PacBell Park
Managed to score a free ticket, thanks Mofo,for the the Cubs/Giants last night.
Back when the park was being built my work was going to do some heavy season ticket purchasing so someone in biz dev managed to get us a reception in their suites and a tour of locker rooms, etc. I just remember Barry Bonds’ locker (luxurious as lockers go) and that the owner’s daughter was having some wedding photos on home plate (?). The game last night was fun, and I managed to get swept up in the game.

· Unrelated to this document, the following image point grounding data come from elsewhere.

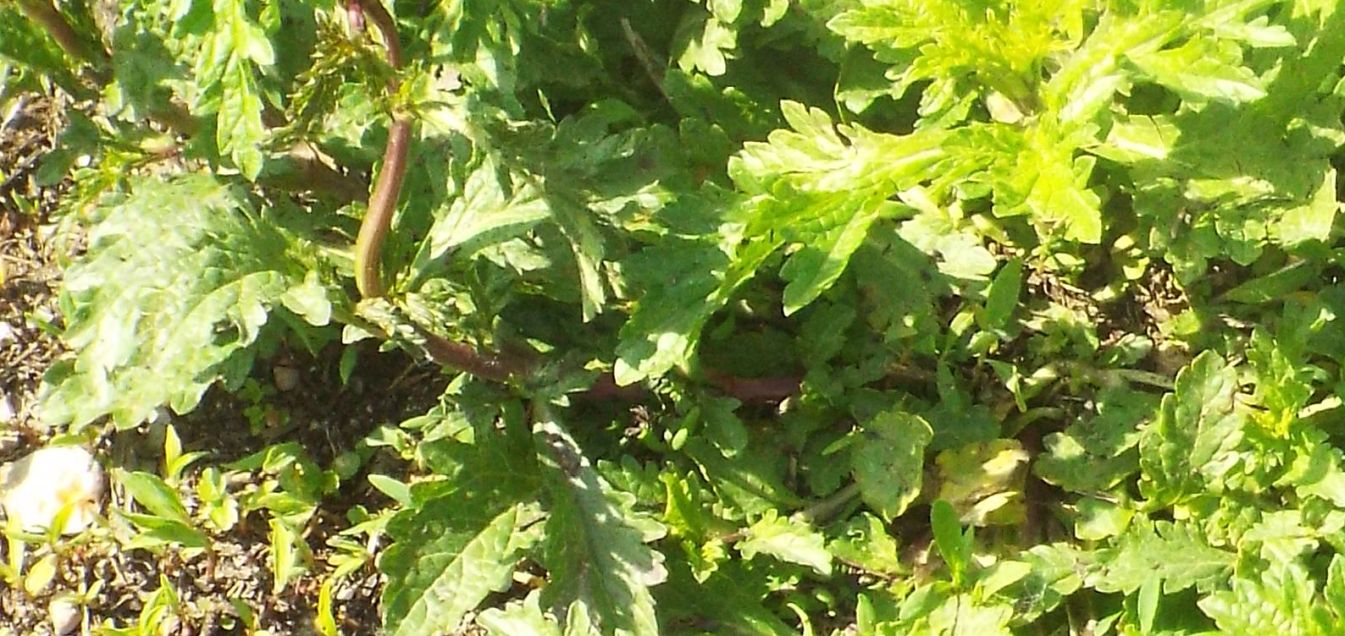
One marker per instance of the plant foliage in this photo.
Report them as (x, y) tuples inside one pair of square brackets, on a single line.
[(763, 316)]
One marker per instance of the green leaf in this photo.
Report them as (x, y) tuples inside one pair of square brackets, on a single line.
[(865, 541), (952, 545), (432, 585), (227, 74), (888, 460), (154, 494), (155, 531), (482, 215), (174, 288), (787, 539), (1313, 219), (1002, 295), (736, 599), (683, 283), (1201, 69), (833, 230), (1274, 285), (1098, 453), (1282, 596), (1174, 553), (519, 617), (600, 566), (1195, 440)]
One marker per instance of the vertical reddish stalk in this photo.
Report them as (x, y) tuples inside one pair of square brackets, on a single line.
[(382, 201)]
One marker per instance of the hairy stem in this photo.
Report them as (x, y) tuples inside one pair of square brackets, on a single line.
[(382, 201), (377, 223)]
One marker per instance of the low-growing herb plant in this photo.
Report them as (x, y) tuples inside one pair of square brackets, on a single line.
[(763, 316)]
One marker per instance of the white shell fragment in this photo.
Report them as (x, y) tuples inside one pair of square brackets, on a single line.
[(63, 615), (38, 486)]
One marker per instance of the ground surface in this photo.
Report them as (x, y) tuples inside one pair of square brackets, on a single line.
[(315, 409)]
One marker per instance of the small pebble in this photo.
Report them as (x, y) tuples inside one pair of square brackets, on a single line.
[(7, 412), (38, 486), (63, 615), (287, 378)]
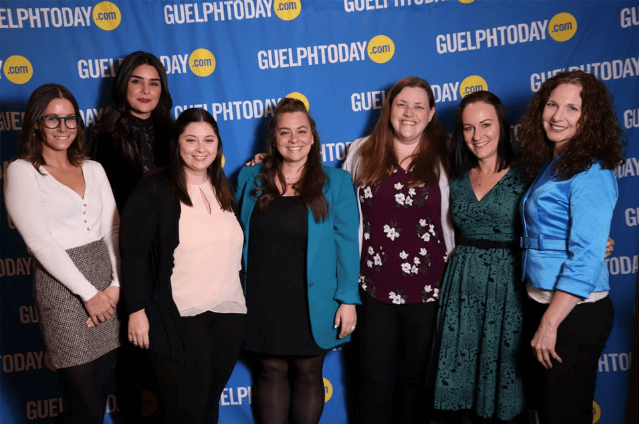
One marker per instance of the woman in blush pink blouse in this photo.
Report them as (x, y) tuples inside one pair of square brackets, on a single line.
[(401, 171), (64, 209), (181, 248)]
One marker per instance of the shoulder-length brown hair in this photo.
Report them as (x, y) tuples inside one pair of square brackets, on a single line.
[(311, 181), (32, 136), (598, 137), (177, 179), (377, 155)]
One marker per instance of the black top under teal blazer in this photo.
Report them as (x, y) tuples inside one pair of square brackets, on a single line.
[(332, 261)]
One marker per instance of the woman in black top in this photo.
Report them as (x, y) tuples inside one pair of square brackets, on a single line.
[(132, 136), (130, 139)]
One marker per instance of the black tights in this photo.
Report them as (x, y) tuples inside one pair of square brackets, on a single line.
[(84, 389), (289, 384)]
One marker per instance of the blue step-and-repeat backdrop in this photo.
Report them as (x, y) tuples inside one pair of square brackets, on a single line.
[(237, 58)]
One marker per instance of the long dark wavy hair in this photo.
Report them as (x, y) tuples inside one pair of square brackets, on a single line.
[(175, 171), (463, 160), (33, 136), (116, 119), (377, 155), (311, 182), (599, 137)]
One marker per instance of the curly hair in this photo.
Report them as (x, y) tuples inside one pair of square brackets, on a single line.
[(116, 118), (599, 137), (463, 159), (377, 155), (33, 136), (175, 170), (312, 180)]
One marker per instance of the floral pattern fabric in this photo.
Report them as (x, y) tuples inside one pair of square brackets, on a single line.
[(403, 252)]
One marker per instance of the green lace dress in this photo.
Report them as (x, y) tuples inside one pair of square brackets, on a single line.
[(480, 316)]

I think it was the first pro game I’ve seen since age 9. Then, I coudln’t really figure out the scores but tried to follow along with my dad, on the program that we bought – and shared, if I remember correctly. There were also hot dog vendors in the stands (no more!). It was about as glacially freezing @ PacBell as it was at Candlestick. Now it just seems silly that a baseball team was playing on a football field. When you grow up with something, you don’t recognize it as odd, that’s for sure.
I kept saying to myself how odd it was that this little corner of the city had so many people in it. I just don’t see crowds that much in SF. It’s a kind of unpopulated city (790K at last count). Most of these people were bridge and tunnelers, but still, it was just incredible to realize that this many poeple(40K?) came into the park tonight. Maybe that’s why my Bay Area commute today, going from Emeryville to Sausalito, took an hour!
OK as for the game itself, baseball is so much slower than basketball it was hard to get in the groove. Friend and I went for a little walk to get hot dogs, check out the play structures, and voila, the neither score, nor the game in any way, had progressed! Also, why do baseball players look kind of thunder-thigh-ish in their uniforms? Is it polyester blend plus long johns? Please comment.
I got a kick out of the playground– a real little softball diamond is setup in back of the bleachers– and that the lower class seating, I mean bleachers, are potentially much more fun. The crowd seemed cuter (well the guys were), they were rowdy, seating was chaotic, and they were participating a whole lot more than our little nest of paralegals. The lines for concessions were out of control in the posh sections, and pretty empty near bleachers. Bathrooms in bleachers area (at least for women) were big and spacious and unoccupied. An important feature of PacBell Park, thatI remember from Candlestick days, is that the exit was blissfully fast. My friend Kathy and I made a walk up to Market street, from the 7th inning, in about 25 minutes. In Candlestick we would still be sitting in the parking lot stuck behind some SUV trying to wait for an opening in the traffic.
Aquatic Park
It’s been a few weeks since I did ‘the loop’. Start chez moi, go to Ghirardelli Square, walk along the jetty out to the tip where it almost meets Hyde Street Pier, walk around the faux lighthouse, go up the hill dodging Blazing Trail bikers, loop around North Point park, walk down North Point to Columbus, hike back up home. I was in the same route as some homeless guy who kept yelling the N-word (though no black persons in sight), lots of tourists, and in North Point Park, a bunch of locals out in twos and threes collapsed on the lawn, sunning their hangover away (I imagine). Oh those Marina types and their binge drinking! I was practicing Chinese language tapes and trying not to be too much of a freak. “SHENG CI!” I probably yelled, as you do when you are using headphones and think you’re whispering.